Does socialism have any particular connection with equality? In the last couple of days I’ve been talking about definitions in terms of ownership, power, and institutions, but haven’t said anything about equality, even though it’s often thought to be specially linked with socialism.
I’m going to suggest that the definitions argued for so far imply a certain strong and distinctive sort of socialist equality. But first let’s distinguish some forms of equality/inequality.
First off, equality/inequality of what? In brief, two things: power and well-being or happiness. Simple enough.
But secondly, we need to distinguish different sources of equality/inequality. These are almost always mingled together in real cases, but can be distinguished analytically.
Some inequalities arise ‘naturally’, without any human action. One person might be born with larger lungs, giving them more endurance; another might be born in an area with more fertile soil.
Among the other type of inequality, social inequalities, we can distinguish those which are essential and those which are accidental with respect to a given institution. Consider, for example, the title quote of this blog:
“The law, in its majestic equality, forbids the rich as well as the poor to sleep under bridges, to beg in the streets, and to steal bread.”
The equality asserted here isn’t nothing – it would add insult to injury if the rich did have the right to steal bread, or to receive millions of pounds of public money when they run into trouble. It would also be a kick in the teeth if, say, the (generally white) rich could sleep under bridges while the (generally black) poor couldn’t, because of racial exclusions in the law.
But if these sorts of inequality are removed, the result is still substantially unequal, because the rich are still rich and the poor are still poor and this gives the former extensive legal rights to do things that others can’t.
And this inequality can’t be removed as long as property-ownership exists. Given that basic institution, inequality between owners of more property and owners or less or no property is essential, even while other inequalities (between members of certain families, or between adherents of different religions, etc.) are accidental.
So we have three sorts of inequality: natural, social-essential, and social-accidental (and in each case, inequalities either of wellbeing or of power).
We might, tongue a little in cheek, define ‘majestic’ equality as what obtains when all accidental inequalities are corrected and the remaining essential inequalities are ignored.
Socialists want more than majestic equality: the sense in which socialism involves equality is that the basic institution of socialism is one which does not involve any essential inequalities.
Property-ownership, as we’ve said, contains an essential inequality between those who own more and less property; the state, just as obviously, involves an essential inequality between those who operate the state and those who are ruled by it.
Democratic councils, by contrast, involve (almost) no essential inequality, nor (relatedly) do they involve any essential coercion. The same point can be put in the language of classes: whereas the capitalist class requires another class to exploit, and slave-owners or aristocrats likewise, the class-defining activity of the proletariat, labour, implies no other class for them to dominate.
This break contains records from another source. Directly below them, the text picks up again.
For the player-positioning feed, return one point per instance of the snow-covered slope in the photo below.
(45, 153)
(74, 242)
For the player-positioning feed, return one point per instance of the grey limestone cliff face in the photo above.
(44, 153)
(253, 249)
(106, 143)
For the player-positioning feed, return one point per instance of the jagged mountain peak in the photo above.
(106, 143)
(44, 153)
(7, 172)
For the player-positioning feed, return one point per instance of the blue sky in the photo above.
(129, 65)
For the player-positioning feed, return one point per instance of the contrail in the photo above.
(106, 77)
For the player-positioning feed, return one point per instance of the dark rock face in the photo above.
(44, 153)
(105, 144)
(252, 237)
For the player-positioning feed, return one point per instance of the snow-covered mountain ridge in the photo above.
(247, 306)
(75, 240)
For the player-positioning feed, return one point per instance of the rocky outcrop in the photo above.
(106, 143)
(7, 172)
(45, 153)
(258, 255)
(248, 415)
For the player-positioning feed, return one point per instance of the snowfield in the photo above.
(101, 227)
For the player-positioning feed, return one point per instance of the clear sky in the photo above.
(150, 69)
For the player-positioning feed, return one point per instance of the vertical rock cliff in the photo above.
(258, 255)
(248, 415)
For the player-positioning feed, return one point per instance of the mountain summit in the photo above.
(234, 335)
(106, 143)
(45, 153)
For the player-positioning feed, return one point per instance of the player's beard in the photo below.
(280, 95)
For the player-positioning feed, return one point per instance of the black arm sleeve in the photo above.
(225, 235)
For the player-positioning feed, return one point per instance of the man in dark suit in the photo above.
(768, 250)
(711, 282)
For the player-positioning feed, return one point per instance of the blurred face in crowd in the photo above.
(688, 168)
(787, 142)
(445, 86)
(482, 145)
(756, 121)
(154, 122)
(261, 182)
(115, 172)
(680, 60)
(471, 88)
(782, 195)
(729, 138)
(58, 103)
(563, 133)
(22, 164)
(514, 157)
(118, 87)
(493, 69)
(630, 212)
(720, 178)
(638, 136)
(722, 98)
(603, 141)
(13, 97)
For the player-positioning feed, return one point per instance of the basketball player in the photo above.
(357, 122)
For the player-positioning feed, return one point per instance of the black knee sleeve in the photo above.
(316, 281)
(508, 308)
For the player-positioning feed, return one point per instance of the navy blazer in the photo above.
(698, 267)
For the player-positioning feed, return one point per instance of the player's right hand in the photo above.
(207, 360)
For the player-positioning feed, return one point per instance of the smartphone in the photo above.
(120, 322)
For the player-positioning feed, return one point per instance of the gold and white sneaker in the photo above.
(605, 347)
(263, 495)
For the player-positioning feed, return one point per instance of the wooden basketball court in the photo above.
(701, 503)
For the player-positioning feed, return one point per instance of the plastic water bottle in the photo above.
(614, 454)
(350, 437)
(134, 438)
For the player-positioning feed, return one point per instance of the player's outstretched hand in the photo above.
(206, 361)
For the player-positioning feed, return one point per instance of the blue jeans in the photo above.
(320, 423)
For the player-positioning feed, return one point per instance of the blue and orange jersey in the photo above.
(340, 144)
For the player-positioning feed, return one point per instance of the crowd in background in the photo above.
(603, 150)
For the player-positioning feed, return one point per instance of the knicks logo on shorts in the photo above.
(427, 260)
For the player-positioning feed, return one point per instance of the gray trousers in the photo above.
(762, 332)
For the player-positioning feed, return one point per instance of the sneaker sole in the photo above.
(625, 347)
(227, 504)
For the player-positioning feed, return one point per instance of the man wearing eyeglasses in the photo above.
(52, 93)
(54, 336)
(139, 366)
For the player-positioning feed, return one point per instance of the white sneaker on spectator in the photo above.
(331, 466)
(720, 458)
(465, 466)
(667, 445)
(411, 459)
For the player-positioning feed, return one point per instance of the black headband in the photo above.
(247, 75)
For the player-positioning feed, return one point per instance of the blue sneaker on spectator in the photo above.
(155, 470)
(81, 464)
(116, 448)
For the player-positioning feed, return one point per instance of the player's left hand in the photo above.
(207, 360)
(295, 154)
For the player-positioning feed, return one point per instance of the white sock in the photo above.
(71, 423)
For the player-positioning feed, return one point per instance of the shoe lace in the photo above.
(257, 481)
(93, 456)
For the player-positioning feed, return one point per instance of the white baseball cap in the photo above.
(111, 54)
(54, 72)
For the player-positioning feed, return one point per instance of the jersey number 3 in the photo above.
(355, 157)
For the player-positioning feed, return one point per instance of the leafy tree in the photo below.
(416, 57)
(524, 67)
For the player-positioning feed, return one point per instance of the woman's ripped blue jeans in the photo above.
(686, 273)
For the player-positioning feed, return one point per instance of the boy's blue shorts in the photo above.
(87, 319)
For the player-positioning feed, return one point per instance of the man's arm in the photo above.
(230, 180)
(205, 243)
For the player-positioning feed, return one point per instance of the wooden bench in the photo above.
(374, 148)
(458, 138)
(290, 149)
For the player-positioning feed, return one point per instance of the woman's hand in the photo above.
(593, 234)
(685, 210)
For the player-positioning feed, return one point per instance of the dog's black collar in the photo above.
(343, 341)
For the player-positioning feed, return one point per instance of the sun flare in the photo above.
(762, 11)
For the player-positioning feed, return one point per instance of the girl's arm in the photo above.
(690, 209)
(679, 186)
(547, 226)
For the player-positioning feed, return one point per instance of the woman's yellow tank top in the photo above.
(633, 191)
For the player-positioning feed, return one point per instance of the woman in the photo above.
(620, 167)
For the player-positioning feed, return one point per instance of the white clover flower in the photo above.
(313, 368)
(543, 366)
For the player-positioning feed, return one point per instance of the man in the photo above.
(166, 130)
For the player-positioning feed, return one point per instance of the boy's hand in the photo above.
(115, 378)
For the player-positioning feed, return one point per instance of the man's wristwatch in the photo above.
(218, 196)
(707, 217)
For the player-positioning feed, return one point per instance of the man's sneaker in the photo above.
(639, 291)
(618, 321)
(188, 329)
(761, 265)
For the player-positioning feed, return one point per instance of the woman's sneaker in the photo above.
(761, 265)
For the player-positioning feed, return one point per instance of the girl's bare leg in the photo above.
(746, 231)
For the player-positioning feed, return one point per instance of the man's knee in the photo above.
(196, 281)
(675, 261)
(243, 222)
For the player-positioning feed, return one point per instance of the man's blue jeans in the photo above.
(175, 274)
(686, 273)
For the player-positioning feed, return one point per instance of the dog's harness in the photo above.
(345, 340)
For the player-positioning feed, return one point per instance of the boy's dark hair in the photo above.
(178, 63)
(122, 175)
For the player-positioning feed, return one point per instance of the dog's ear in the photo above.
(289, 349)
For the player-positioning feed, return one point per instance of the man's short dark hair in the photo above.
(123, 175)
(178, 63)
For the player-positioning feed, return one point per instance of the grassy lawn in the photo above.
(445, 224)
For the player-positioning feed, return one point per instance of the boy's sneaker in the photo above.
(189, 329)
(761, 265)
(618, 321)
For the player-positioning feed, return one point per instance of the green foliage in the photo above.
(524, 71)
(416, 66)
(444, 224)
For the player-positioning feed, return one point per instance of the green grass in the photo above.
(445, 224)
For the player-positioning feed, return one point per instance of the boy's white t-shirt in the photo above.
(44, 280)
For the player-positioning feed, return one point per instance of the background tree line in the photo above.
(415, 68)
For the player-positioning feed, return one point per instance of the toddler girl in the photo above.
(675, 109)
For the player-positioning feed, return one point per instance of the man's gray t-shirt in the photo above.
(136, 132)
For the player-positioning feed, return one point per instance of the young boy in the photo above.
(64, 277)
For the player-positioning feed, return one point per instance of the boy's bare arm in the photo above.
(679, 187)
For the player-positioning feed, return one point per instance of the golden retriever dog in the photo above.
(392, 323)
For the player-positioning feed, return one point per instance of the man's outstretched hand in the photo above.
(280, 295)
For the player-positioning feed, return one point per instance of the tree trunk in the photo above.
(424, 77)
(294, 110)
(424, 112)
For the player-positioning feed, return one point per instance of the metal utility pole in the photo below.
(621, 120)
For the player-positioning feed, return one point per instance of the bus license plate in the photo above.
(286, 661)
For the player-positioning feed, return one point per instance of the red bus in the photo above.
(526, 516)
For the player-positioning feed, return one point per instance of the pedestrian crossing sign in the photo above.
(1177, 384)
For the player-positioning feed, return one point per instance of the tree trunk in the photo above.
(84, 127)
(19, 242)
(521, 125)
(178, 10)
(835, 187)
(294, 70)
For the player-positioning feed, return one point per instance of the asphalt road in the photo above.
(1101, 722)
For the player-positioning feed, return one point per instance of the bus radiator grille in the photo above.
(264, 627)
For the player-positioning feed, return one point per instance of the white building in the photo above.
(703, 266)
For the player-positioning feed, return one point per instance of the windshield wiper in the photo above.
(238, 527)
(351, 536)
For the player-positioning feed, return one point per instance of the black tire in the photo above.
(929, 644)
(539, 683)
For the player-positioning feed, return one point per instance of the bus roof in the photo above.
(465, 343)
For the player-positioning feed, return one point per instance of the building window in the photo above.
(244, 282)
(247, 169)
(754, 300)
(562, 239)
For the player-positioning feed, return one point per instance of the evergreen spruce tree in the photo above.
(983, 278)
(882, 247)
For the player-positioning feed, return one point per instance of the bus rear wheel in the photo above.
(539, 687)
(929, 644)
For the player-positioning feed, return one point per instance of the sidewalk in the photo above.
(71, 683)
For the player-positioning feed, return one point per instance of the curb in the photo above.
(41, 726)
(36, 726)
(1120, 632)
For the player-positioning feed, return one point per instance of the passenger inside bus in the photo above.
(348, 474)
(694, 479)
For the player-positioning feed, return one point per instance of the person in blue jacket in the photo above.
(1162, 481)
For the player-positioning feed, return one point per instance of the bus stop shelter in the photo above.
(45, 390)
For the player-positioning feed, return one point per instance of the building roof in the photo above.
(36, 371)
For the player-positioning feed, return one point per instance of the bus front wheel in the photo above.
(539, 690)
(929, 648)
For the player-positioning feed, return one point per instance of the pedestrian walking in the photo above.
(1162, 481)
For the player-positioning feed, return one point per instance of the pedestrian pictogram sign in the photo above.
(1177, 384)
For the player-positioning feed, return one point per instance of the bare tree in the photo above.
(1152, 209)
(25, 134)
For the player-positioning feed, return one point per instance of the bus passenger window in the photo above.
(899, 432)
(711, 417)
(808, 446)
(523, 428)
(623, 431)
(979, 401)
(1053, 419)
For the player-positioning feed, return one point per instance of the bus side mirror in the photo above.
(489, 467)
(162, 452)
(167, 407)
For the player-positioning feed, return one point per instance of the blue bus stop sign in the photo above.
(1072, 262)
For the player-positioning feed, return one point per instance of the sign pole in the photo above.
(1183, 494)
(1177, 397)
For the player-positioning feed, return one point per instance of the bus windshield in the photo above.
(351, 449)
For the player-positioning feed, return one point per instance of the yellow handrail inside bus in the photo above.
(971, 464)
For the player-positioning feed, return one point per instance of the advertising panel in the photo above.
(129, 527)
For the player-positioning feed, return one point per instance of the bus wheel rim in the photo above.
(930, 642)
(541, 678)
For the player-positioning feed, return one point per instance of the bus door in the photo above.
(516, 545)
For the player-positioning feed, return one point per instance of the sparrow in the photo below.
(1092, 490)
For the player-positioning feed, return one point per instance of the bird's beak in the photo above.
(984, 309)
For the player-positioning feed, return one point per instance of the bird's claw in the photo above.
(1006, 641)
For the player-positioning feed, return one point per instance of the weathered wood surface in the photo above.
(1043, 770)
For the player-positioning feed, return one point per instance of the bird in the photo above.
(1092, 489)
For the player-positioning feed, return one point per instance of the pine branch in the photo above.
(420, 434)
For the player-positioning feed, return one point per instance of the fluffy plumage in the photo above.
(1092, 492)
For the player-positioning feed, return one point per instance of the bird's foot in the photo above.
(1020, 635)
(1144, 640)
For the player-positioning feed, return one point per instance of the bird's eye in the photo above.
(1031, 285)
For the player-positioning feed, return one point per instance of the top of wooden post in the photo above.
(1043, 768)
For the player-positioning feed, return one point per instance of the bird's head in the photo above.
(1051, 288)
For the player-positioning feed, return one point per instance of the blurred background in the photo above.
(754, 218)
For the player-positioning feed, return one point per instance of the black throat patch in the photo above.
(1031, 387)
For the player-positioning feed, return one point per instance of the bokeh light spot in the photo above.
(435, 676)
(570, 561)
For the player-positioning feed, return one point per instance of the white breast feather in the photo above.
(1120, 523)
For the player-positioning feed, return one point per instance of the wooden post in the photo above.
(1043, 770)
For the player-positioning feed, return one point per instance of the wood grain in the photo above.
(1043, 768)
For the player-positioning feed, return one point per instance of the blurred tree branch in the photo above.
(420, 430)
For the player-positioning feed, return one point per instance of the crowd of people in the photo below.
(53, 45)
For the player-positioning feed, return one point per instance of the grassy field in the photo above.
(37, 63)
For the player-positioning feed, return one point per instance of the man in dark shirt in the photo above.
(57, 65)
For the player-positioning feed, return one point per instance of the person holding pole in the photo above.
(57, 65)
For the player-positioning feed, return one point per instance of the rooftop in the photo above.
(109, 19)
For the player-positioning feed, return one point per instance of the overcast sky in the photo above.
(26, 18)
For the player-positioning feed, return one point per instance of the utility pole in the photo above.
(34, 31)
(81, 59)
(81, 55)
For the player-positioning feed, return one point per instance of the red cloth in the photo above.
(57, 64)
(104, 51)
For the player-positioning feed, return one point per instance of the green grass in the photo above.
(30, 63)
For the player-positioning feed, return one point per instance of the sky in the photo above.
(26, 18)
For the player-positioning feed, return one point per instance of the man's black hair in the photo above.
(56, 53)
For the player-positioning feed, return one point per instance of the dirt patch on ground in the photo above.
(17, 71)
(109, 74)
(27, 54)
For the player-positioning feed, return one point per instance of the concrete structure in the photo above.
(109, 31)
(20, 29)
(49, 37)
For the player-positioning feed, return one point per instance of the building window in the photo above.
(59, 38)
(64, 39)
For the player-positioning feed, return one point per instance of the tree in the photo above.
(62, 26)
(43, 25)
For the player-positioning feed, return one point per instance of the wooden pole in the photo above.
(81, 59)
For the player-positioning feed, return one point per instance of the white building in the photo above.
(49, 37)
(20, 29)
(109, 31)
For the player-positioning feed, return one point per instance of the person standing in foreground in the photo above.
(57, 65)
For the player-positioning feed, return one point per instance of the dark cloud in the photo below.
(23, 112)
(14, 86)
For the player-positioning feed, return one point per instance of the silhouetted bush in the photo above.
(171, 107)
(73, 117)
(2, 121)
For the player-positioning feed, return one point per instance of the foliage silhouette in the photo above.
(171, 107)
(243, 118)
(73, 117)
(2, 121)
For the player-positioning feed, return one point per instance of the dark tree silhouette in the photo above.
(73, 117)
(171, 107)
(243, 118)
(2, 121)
Marx says basically this in the Critique of the Gotha Program:
“Instead of…’the elimination of all social and political inequality’, it ought to have been said that with the abolition of class distinctions all social and political inequality arising from them would disappear of itself.”
There are three qualifications I think should be made here.
Firstly, it might be thought that such councils do involve an essential inequality, in the election (and hence empowerment) of delegates to larger-scale councils.
I think this would have to be accepted in principle, but the level of power-inequality involved is tiny compared to, say, that between a UK voter and their MP. Delegates are usually understood as having brief, rotating terms, and as being actively subordinated to the ongoing deliberations and evaluations of the council that selected them. So as usual everything is, strictly, a difference of degree, though not therefore unimportant.
Secondly, saying that socialism (i.e. the rule of democratic councils) involves no, or very slight, essential inequality leaves open that it may involve plenty of accidental inequalities. Individual differences in charisma or cunning, widespread bigotry, or deference to cultish beliefs are all something that would still need to be dealt with. But there’s no shame in not doing everything.
The third point concerns an ambiguity, in all this talk of ‘councils’, between workers’ councils stricto sensu, organised around a place of work, and community councils, organised around a residential area.
If the two are sharply distinguished, we might worry – and some socialists have worried – that rule by workers’ councils excludes from power those who don’t work or who don’t work in workplaces. Many of the same issues blur the distinction itself: if child-rearing or house-keeping are work, what sort of council would represent such workers?
I’m going to leave this tension between workers’ councils and community councils hanging – it’s an important issue that I don’t feel competent to resolve, and in the future, ‘after the revolution’, it may well become a major political dispute. For now though it seems that both institutions have far more convergent than divergent interests/tendencies.
As a final note, I think the same is not true of some other institutions, in particular political parties and religious groups (‘ideological’ organisations).
By and large, these take hierarchical forms, with figures at the top having substantial authority and often substantial control over membership and advancement within the organisation. The same is true, I think, of most academic institutions.
For this reason it’s probably important to avoid letting them take control of society (as in theocracies or the Stalinist one-party states), whether or not they reinforce such power with state power. Since these institutions certainly manifest ‘social power’, this is another point where I would want to dissent from Wright’s definition of socialism in terms of ‘social power’, which was where this series of posts started off.